Получалось, увы, не слишком убедительно.
«Да кто я такой, чтобы претендовать на ее благосклонность? Всего-то третьеразрядный ученый из далекой России; если Берта и дала себе труд вскружить мне голову, то лишь для того, чтобы напроситься с экспедицией. Похоже, для этой девицы все средства хороши…»
— Значит, кое-что вам все же было известно? — осторожно осведомился Смолянинов. Ему не хотелось вызвать новую вспышку ее гнева. — Иначе, с чего бы вам разыскивать именно Эберхардта? Кстати, он ни словом о вас не упомянул…
— А он обо мне и не знал! — тряхнула головой собеседница. — Я так и не решилась обратиться напрямую к Эберхардту — тем более, что его повсюду сопровождал этот ваш Рукавишников. Мне еще в Берлине случалось видеть его в обществе графа — они, помнится, обсуждали переводы с древних языков, я ни слова не поняла из их ученой беседы… Сам Рукавишников меня, конечно, не узнал. — добавила она тоном обиженной гипназистки. — Все вы, ученые одинаковы: вам лишь бы в книги смотреть, а женщина — так, между делом, необязательное приложение!
От неожиданности он поперхнулся и долго прокашливался. Упрек отчасти был заслужен — с тех пор, как экспедиция ступила на африканскую землю, он старательно выдерживал предложенную Бертой дистанцию.

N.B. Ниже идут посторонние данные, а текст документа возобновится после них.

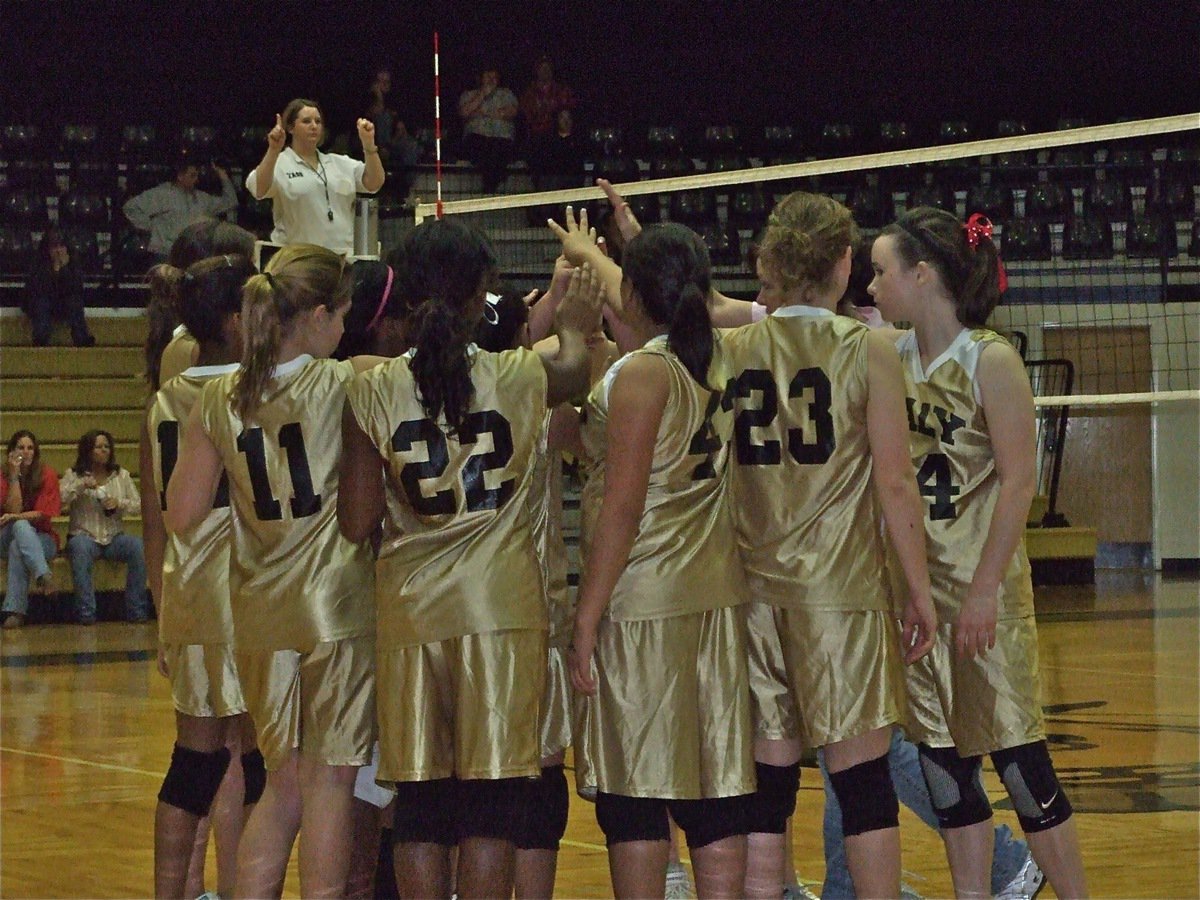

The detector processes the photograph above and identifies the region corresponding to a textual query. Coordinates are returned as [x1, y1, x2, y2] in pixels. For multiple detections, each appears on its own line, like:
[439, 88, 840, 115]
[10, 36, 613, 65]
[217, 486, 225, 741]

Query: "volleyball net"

Выходит, напрасно?
— …увидев в Александрии Рукавишникова, я сразу поняла, что он неспроста туда заявился, — продолжала меж тем собеседница, — и решила хорошенько к нему присмотреться. А заодно уж и к Эберхардту. Знали бы вы, мсье Леонид, сколько денег ушло на организацию слежки за ними обоими, а заодно и за другими сотрудниками русской консульской миссии!
Начальник экспедиции припомнил мордобой, учиненный в египетской столице кондуктором Кондратом Филимонычем. Собеседница, видимо, угадала его мысли:
— А что мне оставалось? Никола ничего толком не успел объяснить, вот и приходилось действовать буквально на ощупь!
«…вот, опять — „Никола“!»
— … последний раз мы встречались в Париже — сразу после отлета «Руритании». Оттуда граф направился в Берлин, а меня ждал Брест — там стояла «Леопольдина». Перед расставанием мы условились, что через месяц я буду ждать его на Цетине. Яхте, прежде чем добраться до побережья Далмации, предстояло обогнуть пол-Европы, миновать бурный в это время года Бискай, пересечь Средиземное и Адриатическое моря. Времени оставалось в обрез, а потому мы не делали остановок в портах, не считая краткого захода на Мальту. И когда «Леопольдина» отшвартовалась в гавани Цетины, я с ужасом узнала, что граф пропал, возможно похищен, и меня никто больше не ждет! А неделю спустя телеграф принес сообщение: «Руритания» в условленное время не появилась в Дар-эс-Саламе и, скорее всего, сгинула где-то над Африканским Рогом. Признаюсь, на какой-то момент меня охватило отчаяние.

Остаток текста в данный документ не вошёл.